Dans un communiqué diffusé mercredi, les syndicats ont souligné qu'il était essentiel de discuter des conséquences de l’austérité qui touche l’enseignement supérieur et la recherche. Ce mouvement coïncide avec une réunion budgétaire du conseil national de l’enseignement supérieur et de la recherche, présidé par le ministre, Philippe Baptiste.

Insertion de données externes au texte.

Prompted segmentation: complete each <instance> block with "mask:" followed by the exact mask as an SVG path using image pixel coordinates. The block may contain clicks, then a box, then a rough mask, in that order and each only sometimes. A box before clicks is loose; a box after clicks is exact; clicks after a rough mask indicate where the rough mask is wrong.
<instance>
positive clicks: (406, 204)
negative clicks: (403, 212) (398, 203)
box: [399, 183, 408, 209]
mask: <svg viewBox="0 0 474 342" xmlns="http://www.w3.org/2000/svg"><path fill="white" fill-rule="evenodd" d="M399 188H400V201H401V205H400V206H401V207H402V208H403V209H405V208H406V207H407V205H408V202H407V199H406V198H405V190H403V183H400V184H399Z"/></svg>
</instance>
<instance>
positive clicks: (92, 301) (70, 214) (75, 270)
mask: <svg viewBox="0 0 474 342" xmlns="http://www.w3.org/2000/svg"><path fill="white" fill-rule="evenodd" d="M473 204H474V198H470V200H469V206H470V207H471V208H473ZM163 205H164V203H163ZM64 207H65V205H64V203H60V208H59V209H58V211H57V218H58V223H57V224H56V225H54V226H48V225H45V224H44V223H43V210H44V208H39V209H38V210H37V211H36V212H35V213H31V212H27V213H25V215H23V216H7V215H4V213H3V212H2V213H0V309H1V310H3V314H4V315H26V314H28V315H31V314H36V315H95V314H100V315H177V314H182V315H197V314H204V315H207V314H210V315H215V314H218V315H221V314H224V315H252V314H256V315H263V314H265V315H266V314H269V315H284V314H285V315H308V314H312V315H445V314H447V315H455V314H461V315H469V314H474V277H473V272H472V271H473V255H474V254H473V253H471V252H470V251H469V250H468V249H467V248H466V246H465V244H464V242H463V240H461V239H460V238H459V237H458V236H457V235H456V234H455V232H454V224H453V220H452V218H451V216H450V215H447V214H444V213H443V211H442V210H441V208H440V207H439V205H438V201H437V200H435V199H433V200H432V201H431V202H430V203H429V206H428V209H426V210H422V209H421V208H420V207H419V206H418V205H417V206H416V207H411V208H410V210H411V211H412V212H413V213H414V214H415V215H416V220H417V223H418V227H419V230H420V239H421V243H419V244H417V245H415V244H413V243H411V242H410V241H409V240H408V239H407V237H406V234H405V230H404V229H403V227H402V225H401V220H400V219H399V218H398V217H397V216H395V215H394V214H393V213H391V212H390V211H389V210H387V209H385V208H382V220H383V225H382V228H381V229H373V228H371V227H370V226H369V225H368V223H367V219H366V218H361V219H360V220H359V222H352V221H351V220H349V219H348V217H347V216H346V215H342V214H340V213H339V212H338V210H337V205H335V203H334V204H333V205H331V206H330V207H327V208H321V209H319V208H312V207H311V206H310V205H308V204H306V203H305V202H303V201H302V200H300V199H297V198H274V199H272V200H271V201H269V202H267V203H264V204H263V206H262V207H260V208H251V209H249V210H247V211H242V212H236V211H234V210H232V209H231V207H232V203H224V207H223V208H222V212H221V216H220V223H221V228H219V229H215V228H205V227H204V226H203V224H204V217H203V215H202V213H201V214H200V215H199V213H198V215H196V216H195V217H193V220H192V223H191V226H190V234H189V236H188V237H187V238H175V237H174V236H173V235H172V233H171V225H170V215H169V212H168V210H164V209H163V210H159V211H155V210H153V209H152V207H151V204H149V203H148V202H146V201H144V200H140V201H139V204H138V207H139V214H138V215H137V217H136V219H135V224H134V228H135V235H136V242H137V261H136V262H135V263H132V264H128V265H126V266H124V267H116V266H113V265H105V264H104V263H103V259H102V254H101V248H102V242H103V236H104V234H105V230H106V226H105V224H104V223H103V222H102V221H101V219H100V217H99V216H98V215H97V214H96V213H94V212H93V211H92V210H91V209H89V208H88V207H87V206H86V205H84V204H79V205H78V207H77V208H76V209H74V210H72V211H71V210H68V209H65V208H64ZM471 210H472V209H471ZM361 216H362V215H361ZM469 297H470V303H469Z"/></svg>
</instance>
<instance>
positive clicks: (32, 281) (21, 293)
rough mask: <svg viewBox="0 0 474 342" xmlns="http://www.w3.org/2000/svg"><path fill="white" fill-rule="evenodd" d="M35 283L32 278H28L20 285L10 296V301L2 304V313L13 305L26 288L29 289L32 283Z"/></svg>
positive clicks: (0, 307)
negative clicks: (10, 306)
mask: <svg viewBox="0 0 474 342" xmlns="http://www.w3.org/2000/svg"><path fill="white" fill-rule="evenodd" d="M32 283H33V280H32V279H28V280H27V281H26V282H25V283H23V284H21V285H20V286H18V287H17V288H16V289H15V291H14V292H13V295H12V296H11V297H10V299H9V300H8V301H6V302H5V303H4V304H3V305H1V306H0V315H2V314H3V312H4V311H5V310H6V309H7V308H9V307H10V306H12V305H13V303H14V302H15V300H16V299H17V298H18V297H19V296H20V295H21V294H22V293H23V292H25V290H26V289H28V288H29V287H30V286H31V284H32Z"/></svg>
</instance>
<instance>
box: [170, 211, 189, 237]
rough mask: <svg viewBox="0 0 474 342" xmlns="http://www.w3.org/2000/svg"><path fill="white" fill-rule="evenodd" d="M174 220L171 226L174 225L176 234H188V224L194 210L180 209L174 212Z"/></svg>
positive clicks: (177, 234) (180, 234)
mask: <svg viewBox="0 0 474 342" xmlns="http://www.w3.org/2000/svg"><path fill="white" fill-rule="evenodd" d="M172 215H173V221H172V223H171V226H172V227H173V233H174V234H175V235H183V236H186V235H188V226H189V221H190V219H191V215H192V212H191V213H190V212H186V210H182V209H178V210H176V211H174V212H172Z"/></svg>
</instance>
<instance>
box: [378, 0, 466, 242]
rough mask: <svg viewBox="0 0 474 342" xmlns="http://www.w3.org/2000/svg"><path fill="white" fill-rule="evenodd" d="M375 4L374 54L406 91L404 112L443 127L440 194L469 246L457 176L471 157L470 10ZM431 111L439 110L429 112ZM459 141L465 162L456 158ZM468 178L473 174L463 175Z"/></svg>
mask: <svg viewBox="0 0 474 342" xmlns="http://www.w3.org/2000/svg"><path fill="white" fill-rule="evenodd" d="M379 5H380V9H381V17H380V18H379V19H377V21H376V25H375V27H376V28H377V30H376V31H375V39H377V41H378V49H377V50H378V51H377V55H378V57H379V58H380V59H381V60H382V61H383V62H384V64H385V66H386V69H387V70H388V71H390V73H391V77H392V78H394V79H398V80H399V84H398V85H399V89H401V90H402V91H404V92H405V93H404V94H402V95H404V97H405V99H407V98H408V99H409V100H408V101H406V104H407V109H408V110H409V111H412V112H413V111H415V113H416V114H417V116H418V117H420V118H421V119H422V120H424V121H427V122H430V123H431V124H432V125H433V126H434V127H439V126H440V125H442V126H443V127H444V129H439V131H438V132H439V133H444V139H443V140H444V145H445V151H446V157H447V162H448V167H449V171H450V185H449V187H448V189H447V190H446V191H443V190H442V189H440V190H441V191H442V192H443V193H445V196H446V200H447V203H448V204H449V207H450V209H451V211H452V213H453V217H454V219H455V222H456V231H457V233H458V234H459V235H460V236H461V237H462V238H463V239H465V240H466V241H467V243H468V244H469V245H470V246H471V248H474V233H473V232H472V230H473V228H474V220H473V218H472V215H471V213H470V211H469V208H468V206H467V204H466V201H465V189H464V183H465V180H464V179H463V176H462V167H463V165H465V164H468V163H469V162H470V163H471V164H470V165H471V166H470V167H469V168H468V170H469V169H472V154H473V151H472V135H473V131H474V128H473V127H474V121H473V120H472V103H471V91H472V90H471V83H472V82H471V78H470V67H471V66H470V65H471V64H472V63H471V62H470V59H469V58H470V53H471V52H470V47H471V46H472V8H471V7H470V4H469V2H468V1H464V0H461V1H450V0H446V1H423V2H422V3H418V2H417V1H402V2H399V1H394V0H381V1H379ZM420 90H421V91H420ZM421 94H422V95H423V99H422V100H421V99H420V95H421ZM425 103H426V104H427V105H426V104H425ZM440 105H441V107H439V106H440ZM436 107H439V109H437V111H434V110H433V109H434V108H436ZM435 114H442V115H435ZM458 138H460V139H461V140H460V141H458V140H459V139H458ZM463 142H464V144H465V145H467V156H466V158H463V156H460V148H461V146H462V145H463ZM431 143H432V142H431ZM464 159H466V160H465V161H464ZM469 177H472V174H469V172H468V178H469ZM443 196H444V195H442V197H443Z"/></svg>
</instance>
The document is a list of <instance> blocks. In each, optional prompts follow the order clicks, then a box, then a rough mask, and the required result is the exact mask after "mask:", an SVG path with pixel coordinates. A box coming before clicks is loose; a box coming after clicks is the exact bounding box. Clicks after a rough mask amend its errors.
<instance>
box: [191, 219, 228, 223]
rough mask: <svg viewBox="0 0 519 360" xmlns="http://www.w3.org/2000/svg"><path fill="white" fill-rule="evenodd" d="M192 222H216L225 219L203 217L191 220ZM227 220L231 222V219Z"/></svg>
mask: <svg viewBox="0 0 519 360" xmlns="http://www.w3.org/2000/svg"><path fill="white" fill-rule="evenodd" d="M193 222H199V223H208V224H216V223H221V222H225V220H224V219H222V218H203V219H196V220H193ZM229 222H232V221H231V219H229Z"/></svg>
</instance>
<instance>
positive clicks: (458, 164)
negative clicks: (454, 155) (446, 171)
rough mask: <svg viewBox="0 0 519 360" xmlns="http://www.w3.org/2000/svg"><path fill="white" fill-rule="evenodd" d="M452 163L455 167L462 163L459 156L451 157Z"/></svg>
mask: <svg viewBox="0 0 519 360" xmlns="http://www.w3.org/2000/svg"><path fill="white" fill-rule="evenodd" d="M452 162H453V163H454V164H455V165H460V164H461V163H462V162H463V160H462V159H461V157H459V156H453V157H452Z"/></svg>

« La situation est délétère »
Cette mobilisation arrive à un moment charnière, alors que le gouvernement a lancé des assises sur le financement des universités, afin de parvenir à un « diagnostic partagé » de la situation budgétaire. Emmanuel de Lescure, secrétaire général du Snesup-FSU, a déclaré lors d'une récente conférence de presse à Paris que « la situation est délétère (...) la dégradation est une réalité objective ».
Les syndicats estiment que les dépenses de recherche publique ont atteint un niveau historiquement bas, tandis que le nombre d’étudiants dans le secteur public a augmenté de 19 % depuis 2007. Ils avancent qu'il manque au moins 8 milliards d'euros pour répondre aux besoins actuels de l'enseignement supérieur, une évaluation contestée par le ministère de l'Enseignement supérieur, qui admet cependant que certaines universités rencontrent des difficultés financières.
Le ministère assure que pour 2026, il y a eu une validation de « crédits en hausse de 350 millions d’euros » ainsi qu’une augmentation de 725 millions d’euros des crédits de la mission interministérielle recherche et enseignement supérieur (Mires), portant le total à 31 milliards d’euros pour 2026.